- Born: Emily Morse Symonds 4 September 1860
- Died: 12 September 1936 (aged 76)
- Occupation: Author
- Writing career
- Pen name: George Paston

= George Paston =

English author (1860–1936)

Emily Morse Symonds (1860 – 12 September 1936), known as an author by her pen name George Paston, was a British author and literary critic.

==Biography and family==
Symonds was born on 4 September 1860, in St-Mary-in-the-Marsh parish, Sprowston, near Norwich, England. She was the niece of John Addington Symonds, the respected English poet and literary critic. During her writing career, she became close friends with another eminent literary critic, Arnold Bennett.

She died in her home, shortly after her seventy-sixth birthday, of apparent heart failure.

==Career==

===Writing===
Symonds made her first literary breakthrough at age 31, when she anonymously authored a short article, "Cousins German", in the Cornhill Magazine. Her first book, A Modern Amazon, in 1894, was noted by The Academy in volume 55 as having "some wit and a general readableness." Her last novel, A Writer of Books, was published in 1898 and generally agreed to be her best. The book dealt with the barriers faced by women writers within the publishing industry, which was then dominated by men. The social context of her six novels led to her being described as "a writer with a purpose."

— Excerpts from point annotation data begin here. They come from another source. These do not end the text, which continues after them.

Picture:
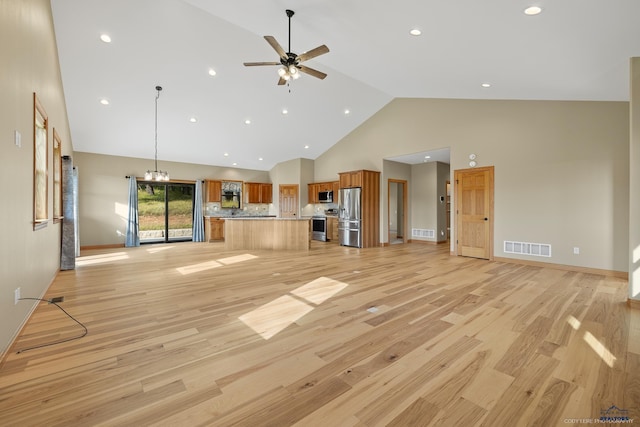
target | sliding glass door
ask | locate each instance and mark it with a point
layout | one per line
(165, 211)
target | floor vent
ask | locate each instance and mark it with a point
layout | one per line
(535, 249)
(421, 232)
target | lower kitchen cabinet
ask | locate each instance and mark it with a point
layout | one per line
(215, 230)
(332, 228)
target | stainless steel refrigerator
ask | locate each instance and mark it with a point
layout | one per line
(350, 217)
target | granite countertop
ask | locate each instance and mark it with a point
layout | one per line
(273, 218)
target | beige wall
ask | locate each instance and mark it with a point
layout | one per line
(561, 168)
(103, 190)
(28, 63)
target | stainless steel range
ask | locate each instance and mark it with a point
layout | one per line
(319, 228)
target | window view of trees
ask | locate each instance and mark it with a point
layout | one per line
(165, 211)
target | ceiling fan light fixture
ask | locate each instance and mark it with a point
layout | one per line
(532, 10)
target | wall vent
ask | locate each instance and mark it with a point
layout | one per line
(525, 248)
(421, 232)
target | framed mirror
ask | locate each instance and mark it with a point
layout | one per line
(57, 177)
(40, 172)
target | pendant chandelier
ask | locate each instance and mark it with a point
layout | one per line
(156, 175)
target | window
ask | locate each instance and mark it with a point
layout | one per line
(57, 177)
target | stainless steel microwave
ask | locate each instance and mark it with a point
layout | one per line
(325, 197)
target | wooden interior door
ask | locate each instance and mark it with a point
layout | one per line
(288, 200)
(474, 212)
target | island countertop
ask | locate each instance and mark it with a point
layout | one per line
(267, 233)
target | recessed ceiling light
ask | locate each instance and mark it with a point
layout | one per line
(532, 10)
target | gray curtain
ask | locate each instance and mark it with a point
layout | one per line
(132, 238)
(68, 251)
(198, 220)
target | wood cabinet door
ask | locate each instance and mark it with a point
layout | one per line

After 1900, Symonds turned from fiction to writing biographies, histories, and drama, with many of her books concerned with eighteenth century history and society, and with several questioning the social limitations faced by women and the institution of marriage. These include: Little Memoirs of the Eighteenth Century (1901), B. R. Haydon and his Friends (1905), Social Caricature in the Eighteenth Century (1906), Lady Mary Wortley Montagu and her Times (1907), Mr. Pope, his Life and Times (1909), The Naked Truth (a farcical comedy in three acts, 1910), and Clothes and the Woman (a comedy in three acts, 1922). To Lord Byron: Feminine Profiles Based Upon Unpublished Letters, was left unfinished at her death, but was completed by Peter Quennell and published in 1939.

===Origin of pen name===
Writing during a time period when writing and publishing was a male-dominated industry, it was not uncommon to see a woman such as Symonds adopt either a gender neutral, or even a male pen name. The Academy noted that Symonds was "one of the many women writers who have succumbed to the mysterious attraction of the name 'George'." It has been speculated that perhaps she assumed the pen name at least partially as a means "to gain an unqualified entrance into the profession." The particular choice of the Christian name "George" has been attributed to a "mysterious attraction" that the name holds, as was George Eliot, the pen name of famed English author, Mary Anne Evans. Another famous female writer who chose George in her pen name was Amantine/Amandine Aurore Lucile Dupin, also known as George Sand.

Despite her adoption of a masculine pen name, it was no secret that she was, in fact female. The Academy went so far as to question why she even maintained the facade. Ultimately, they simply chalked it up to "a whim."